Load Data from Kafka Using Kafka Connector

SynxDB Kafka Connector is a plugin based on the Apache Kafka Connect framework. It consumes data from Kafka topics and loads it into SynxDB tables, enabling scenarios such as data loading and real-time data warehousing.

Data Formats

The Kafka message data format supports the following three formats:

  • Delimited Plain Text

    678,mike,abc
    456,jack,zzz
    
  • JSON Format

    {"id":"100","name":"zhangsan","address":"beijing"}
    {"id":"200","name":"lisi","address":"shanghai"}
    
  • JSON Format for Change Data Capture (CDC)

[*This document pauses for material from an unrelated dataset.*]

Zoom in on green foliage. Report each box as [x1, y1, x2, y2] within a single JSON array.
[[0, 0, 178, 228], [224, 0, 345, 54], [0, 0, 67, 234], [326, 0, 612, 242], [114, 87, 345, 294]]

    Supports both DML (Data Manipulation Language) and DDL (Data Definition Language) operations, such as those in debezium format.

    // insert
    {
       "payload": {
          "before": null,
          "after": {
                "c1": 10,
                "c2": "abcd"
          },
          "source": {
                "version": "2.1.1.Final",
                "connector": "postgresql",
                "name": "debezium",
                "ts_ms": 1697280773034,
                "snapshot": "false",
                "db": "postgres",
                "sequence": [
                   "23413560",
                   "23413848"
                ],
                "schema": "s2",
                "table": "t2",
                "txId": 771,
                "lsn": 23413848,
                "xmin": null
          },
          "op": "c",
          "ts_ms": 1697280773249,
          "transaction": null
       }
    }
    
    // delete
    {
       "payload": {
          "before": {
                "c1": 11,
                "c2": null
          },
          "after": null,
          "source": {
                "version": "2.1.1.Final",
                "connector": "postgresql",
                "name": "debezium",
                "ts_ms": 1697280877563,
                "snapshot": "false",
                "db": "postgres",
                "sequence": [
                   "23415392",
                   "23415448"
                ],
                "schema": "s2",
                "table": "t2",
                "txId": 774,
                "lsn": 23415448,
                "xmin": null
          },
          "op": "d",
          "ts_ms": 1697280878032,
          "transaction": null
       }
    }
    

    When the Kafka message is in JSON CDC format, it supports DML (insert/update/delete) and DDL operations. For DML operations (insert/update/delete), the connector performs the following merge actions:

    • Converts an update operation into a delete+insert operation.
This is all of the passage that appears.